Des cartes d’anniversaire pour Ana Belén Montes

Des cartes d'anniversaire pour Ana Belén Montes


Des cartes d’anniversaire pour Ana Belén Montes – Jacqueline Roussie, qui s’occupe activement de la campagne pour Ana Belén, nous adresse ce courrier. Vous trouverez aussi le message de Miriam sa cousine, et un « récapitulatif » de l’histoire d’Ana. À vos plumes ! Annie Arroyo, France-Cuba.

Des cartes d’anniversaire pour Ana Belén Montes

Des cartes d'anniversaire pour Ana Belén Montes

Cher tous,

Le 28 février prochain, Ana Belén Montés « fêtera » ses 60 ans. En réalité un bien triste anniversaire pour elle qui vit cloitrée et malade dans sa cellule.

Son cancer l’oblige a subir des séances de radiothérapie. Depuis sa mammectomie elle ne peut pas écrire, elle ne peut donc correspondre avec sa cousine Miriam. Elle téléphone quand même tous les dimanches à sa mère qui répercute à Miriam les nouvelles.

Le Président Obama n’a malheureusement pas mis Ana dans sa liste des personnes a qui il a accordé une réduction de peine. Par contre nous nous réjouissons de celle du Portoricain Oscar Lopez Rivera, après 36 ans d’emprisonnement. Il est maintenant assigné à résidence chez lui en attendant sa libération définitive qui aura lieu à la mi-mai.

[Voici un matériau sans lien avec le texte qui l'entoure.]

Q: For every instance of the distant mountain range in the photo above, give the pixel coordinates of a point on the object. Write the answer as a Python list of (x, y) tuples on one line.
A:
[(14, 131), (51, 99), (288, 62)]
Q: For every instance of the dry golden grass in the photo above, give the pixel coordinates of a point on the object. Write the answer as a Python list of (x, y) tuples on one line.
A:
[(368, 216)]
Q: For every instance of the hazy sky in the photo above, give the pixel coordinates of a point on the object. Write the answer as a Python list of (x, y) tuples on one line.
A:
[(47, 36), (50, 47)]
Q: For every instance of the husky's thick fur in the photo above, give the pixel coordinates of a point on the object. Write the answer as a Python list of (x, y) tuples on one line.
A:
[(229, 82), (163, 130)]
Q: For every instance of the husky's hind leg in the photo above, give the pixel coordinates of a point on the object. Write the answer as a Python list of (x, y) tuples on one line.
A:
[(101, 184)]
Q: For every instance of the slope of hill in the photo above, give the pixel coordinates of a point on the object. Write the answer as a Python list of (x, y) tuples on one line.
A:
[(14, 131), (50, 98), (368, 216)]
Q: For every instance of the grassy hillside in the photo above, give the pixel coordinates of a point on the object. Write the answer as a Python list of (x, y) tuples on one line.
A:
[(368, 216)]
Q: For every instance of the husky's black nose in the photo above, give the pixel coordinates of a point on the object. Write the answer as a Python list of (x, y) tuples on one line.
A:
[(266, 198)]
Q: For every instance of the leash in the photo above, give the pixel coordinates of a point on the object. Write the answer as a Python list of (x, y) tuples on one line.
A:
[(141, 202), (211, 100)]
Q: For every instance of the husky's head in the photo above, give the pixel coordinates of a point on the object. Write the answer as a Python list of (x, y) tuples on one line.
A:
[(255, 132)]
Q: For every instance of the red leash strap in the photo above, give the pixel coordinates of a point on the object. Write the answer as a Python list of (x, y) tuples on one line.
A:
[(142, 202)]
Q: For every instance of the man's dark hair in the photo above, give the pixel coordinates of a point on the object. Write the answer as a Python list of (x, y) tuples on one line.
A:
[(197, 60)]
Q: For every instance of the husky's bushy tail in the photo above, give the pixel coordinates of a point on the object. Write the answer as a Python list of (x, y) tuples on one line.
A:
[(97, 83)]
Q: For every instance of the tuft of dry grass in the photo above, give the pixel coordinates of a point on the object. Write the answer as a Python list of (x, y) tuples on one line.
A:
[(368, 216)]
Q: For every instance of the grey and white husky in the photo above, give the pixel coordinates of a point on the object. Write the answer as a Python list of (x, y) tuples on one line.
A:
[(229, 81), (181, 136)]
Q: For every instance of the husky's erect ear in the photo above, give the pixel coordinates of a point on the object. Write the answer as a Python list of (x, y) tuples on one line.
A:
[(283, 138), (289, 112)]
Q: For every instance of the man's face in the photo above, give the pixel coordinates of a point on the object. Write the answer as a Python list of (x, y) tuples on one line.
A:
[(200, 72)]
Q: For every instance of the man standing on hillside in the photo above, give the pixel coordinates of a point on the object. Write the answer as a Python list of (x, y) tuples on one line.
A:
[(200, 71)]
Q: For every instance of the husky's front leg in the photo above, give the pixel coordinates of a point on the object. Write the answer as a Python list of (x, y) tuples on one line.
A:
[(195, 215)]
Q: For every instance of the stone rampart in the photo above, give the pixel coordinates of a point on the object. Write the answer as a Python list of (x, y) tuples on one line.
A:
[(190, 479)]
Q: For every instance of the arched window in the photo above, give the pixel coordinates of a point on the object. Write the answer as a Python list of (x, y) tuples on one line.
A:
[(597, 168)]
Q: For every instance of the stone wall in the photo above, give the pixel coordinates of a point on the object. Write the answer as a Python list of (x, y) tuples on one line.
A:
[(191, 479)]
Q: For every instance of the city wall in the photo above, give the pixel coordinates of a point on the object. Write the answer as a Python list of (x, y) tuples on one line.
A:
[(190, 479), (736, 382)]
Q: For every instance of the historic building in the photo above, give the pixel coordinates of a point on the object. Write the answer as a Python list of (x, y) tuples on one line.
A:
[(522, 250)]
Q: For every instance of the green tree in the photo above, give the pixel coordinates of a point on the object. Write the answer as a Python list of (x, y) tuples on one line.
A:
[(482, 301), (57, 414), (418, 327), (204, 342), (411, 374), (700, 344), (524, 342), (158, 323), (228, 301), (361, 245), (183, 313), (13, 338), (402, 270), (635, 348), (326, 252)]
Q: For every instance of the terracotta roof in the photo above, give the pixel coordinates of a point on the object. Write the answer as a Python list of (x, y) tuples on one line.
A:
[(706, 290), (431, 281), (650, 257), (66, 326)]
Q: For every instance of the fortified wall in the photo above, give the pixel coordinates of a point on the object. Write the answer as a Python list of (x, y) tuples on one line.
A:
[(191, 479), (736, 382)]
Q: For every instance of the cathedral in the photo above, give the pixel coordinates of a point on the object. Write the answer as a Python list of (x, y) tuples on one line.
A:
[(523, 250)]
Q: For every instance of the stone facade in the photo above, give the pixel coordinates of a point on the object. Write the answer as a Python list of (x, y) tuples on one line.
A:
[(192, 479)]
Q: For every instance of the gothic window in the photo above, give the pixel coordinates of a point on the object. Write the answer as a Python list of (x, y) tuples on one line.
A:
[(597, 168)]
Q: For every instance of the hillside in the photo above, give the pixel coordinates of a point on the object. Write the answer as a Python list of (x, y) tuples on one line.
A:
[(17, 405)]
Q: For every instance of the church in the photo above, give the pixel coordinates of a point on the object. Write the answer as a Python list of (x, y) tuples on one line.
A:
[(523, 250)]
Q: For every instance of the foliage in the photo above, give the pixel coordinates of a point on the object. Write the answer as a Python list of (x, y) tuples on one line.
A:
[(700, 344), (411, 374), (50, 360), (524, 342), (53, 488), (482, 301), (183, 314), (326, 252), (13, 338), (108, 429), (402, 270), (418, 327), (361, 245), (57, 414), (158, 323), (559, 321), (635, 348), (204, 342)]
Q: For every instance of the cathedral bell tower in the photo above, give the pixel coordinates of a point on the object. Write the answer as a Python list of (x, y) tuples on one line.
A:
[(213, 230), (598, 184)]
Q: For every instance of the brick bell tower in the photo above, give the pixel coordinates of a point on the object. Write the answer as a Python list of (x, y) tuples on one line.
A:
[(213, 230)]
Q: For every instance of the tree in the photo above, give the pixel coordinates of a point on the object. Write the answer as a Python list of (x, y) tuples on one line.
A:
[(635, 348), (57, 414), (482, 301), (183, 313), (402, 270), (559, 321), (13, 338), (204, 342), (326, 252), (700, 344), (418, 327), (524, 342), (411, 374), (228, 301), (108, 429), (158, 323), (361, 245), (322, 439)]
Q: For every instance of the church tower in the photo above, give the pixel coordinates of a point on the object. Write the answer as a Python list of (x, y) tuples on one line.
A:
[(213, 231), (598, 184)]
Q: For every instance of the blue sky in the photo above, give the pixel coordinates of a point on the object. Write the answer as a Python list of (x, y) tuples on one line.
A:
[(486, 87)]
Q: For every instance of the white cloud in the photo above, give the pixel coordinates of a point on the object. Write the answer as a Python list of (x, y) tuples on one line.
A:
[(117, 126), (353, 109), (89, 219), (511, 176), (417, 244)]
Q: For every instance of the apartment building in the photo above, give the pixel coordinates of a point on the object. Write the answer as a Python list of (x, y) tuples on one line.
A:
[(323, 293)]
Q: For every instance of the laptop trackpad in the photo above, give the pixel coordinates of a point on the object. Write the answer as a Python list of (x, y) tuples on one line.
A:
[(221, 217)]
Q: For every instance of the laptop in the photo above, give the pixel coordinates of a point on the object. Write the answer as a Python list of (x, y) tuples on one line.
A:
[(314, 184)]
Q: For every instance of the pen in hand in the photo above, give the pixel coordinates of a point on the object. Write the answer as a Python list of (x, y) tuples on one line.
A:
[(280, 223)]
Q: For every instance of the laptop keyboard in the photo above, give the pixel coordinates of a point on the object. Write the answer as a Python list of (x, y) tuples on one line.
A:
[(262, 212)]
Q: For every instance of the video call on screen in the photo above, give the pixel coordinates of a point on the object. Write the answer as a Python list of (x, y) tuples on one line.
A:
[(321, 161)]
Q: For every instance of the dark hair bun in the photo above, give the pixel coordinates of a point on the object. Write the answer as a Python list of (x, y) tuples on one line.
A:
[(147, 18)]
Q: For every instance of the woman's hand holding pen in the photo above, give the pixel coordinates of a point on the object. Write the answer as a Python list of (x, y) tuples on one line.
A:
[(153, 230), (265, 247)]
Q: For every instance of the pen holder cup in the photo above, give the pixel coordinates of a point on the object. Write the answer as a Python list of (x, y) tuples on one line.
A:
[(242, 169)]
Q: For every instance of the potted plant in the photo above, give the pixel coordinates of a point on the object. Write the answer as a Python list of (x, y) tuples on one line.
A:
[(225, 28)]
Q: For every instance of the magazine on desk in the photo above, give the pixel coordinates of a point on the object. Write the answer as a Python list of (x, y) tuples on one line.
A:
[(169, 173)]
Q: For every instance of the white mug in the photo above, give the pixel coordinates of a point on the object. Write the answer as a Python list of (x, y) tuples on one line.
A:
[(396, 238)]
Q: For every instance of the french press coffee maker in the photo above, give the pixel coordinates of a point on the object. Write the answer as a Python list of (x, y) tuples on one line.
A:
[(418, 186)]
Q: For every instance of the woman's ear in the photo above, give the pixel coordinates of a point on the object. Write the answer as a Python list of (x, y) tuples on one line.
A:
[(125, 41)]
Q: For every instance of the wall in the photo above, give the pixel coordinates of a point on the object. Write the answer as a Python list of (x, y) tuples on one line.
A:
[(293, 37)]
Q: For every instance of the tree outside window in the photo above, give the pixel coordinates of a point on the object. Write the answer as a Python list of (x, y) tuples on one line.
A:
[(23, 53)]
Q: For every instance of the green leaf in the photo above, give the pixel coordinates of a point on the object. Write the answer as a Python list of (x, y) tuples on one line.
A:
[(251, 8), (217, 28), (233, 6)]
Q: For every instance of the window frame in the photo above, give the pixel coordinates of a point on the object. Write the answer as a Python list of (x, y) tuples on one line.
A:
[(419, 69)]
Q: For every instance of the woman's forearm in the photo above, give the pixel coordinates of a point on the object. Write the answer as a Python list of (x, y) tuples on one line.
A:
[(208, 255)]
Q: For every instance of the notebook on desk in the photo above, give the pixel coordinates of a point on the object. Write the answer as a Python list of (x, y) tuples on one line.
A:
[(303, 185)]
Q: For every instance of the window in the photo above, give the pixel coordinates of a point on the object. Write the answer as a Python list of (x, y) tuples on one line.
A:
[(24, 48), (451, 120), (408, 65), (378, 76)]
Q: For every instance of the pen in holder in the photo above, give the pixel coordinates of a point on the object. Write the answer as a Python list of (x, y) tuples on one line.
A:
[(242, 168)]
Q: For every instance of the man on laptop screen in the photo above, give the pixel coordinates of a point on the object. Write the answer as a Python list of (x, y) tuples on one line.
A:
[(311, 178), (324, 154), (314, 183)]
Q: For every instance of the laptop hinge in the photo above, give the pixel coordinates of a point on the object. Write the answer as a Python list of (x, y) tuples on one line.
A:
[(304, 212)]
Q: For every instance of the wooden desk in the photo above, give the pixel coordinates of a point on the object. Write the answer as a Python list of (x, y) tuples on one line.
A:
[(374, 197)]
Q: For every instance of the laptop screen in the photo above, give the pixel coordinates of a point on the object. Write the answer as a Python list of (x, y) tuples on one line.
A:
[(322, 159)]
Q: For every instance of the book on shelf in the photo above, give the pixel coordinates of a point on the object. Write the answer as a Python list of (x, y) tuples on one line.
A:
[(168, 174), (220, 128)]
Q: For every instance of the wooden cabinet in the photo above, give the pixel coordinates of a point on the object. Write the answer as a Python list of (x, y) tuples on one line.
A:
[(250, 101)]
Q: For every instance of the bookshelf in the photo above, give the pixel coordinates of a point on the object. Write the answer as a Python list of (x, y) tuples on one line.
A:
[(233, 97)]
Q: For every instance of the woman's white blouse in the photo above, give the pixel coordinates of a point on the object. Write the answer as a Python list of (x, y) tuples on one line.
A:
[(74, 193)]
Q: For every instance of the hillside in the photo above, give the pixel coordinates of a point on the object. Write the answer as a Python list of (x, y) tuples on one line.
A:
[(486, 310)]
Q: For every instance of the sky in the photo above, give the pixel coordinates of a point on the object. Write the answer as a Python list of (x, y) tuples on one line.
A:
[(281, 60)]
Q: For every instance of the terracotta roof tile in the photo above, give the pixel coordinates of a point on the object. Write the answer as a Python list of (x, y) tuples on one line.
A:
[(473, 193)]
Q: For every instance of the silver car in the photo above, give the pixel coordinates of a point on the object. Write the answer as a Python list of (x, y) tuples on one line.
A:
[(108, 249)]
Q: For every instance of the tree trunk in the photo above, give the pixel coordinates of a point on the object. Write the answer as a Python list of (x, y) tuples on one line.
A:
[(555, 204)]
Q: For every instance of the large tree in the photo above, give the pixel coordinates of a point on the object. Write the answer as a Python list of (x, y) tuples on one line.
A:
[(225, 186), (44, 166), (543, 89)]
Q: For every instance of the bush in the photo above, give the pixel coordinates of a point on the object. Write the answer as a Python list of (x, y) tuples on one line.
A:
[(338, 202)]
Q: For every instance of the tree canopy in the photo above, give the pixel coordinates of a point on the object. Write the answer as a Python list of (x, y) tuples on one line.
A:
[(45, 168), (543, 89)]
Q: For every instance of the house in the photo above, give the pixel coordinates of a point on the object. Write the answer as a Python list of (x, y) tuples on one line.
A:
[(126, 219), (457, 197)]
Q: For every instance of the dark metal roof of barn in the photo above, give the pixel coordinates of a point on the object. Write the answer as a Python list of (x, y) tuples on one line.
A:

La libération d’Ana est prévue pour le 7 janvier 2023, c’est encore bien loin, et nous devons absolument arriver à obtenir du Président Trump une libération anticipée de cette femme courageuse.

Ce serait bien qu’à l’ occasion de son anniversaire nous soyons nombreux à envoyer une petite carte postale à Ana. Elle comprend le français, et ne serait-ce que lui dire qu’on pense à elle et qu’on l’embrasse, lui serait d’un grand réconfort.

Nous savons qu’elle ne la recevra certainement pas, mais elle saura quand même, par quelque gardien, qu’elle a reçu du courrier. En plus l’administration pénitentiaire verra qu’Ana commence à être connue. Attention à ne pas lui écrire un mot agressif envers l’administration des États-Unis ou autre, cela se retournerait contre elle, elle est dans une prison de haute sécurité!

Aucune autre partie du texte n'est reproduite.